In the years since, I’ve had other experiences that were more unsettling than this one. When I think back on that night, I prefer to believe that I was dreaming. Perhaps this was simply a spell of vivid dreaming with tactile fallback. I did have night terrors as a child, maybe it was a manifestation of whatever fears had had me awaken screaming previously.
There are two things that coincide with this event that make it difficult for me to ignore.
First, I developed an aversion to sounds. In addition to loud sudden noises, the echoing and overlapping of voices in a large space can give me a headache and make me very tense. My mother told me that when she took me to a busy grocery store my eyes rolled back in my head and I became rigid and unresponsive for several seconds while standing. I have no memory of this, and I’m not sure how true it is as no one else has mentioned it to me, and I wasn’t taken to a hospital or doctor after it happened. I do still get uncomfortable when listening to the layered audio of a room full of people. Ambient coffee house noises make me feel physically ill.

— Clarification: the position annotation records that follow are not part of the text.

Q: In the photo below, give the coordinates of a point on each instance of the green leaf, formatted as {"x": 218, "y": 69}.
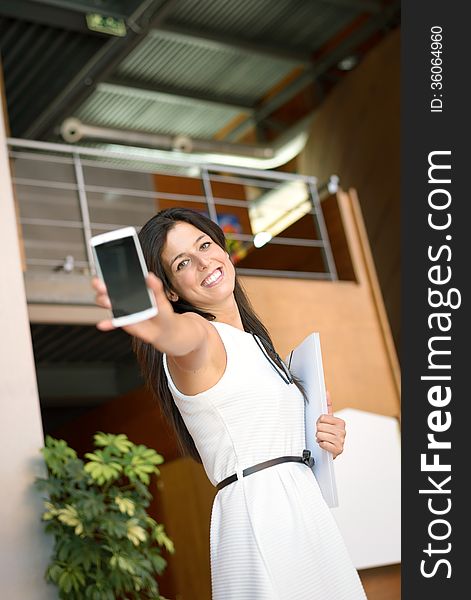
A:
{"x": 162, "y": 539}
{"x": 57, "y": 454}
{"x": 135, "y": 533}
{"x": 118, "y": 443}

Secondly, my parents took me to the dentist and had my teeth capped. I don’t remember going. I do remember seeing the artificial cover on the top of a few of my teeth after they’d fallen out. I asked about it with the tooth in my hand one day, and my father shrugged it off. “You were grinding your teeth at night and causing damage.”
Needless to say, I spent a long time being terrified of that prediction.